Katie Hogan takes a look at ‘Indemnity’, as part of FilmHounds’ Fantasia Festival coverage
Intense thrillers involving the government and the military conspiracies sounds like something straight out of Hollywood blockbuster, but this time, the focus is on Africa. The one man against the world, trying to save his family is a trope that is used across all genres and we’re all very familiar with it, but this is refreshing take from South African writer/director, Travis Taute who is getting flex his feature film muscles.
Fireman Theo is about to return back to work after taking mandatory leave after a horrific incident. Suffering from PTSD he tries to combat his pain with therapy and the support of his wife Angela and son Wesley. But when a man contacts Angela trying to reach Theo, setting in motion a series of death and destruction, he must find out what’s really going on before it’s too late.
There is quite a bit to unpack in this conspiracy laden thriller. Trying to track what our main character is going to do next and what is happening in the greater picture as well as the police investigating several angles, all is not what it seems. With double crosses and hidden agendas, the action is non-stop, with any interrogations or relations moments being cut short in favour of moving the story along, possibly too quick in some places. There isn’t really enough time spent with Theo and his family for us to build up an attachment to them, even Angela as she is given an important role right at the start.
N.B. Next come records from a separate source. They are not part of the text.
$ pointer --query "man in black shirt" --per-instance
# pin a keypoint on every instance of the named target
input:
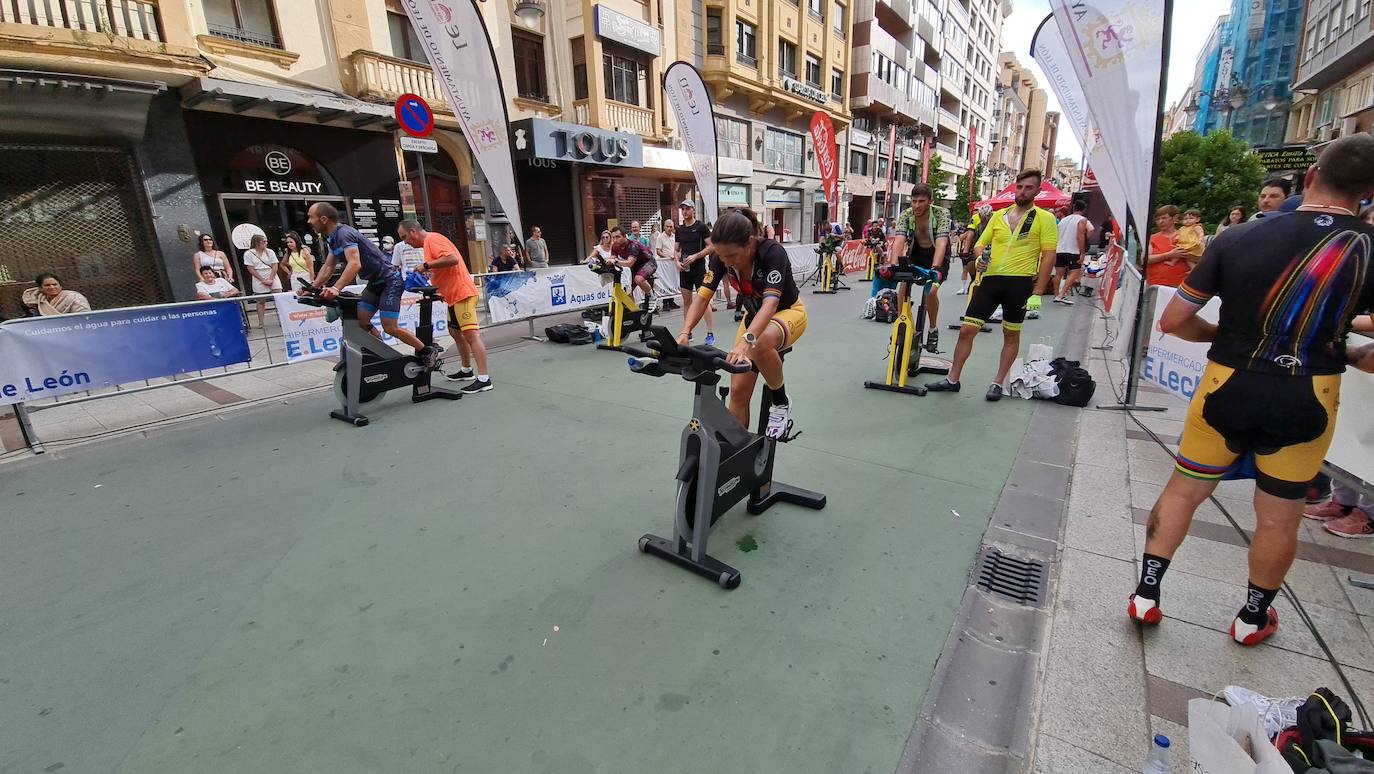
(1289, 288)
(774, 316)
(693, 249)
The moments where these relationships could have been built up are cut short. This also goes for other characters, such as the detectives on the case and the henchmen sent to dispose of certain people. Not everyone is given enough to surround their characters. Whether this was a conscious decision given the nature of the conspiracy and the fact that Theo is still has PTSD and can be an unreliable source of the truth, this lack of depth with each character might be on purpose.
Indemnity is a compelling and entertaining thriller, Taute could give Hollywood a run for its money. Jarrid Geduld who is makes more than impression as Theo, is definitely the most engrossing part of the film and carrying the weight of the story on his shoulders. With dynamic action sequences and familiar plot line, the film refreshes the genre, but just lacks more developed characters.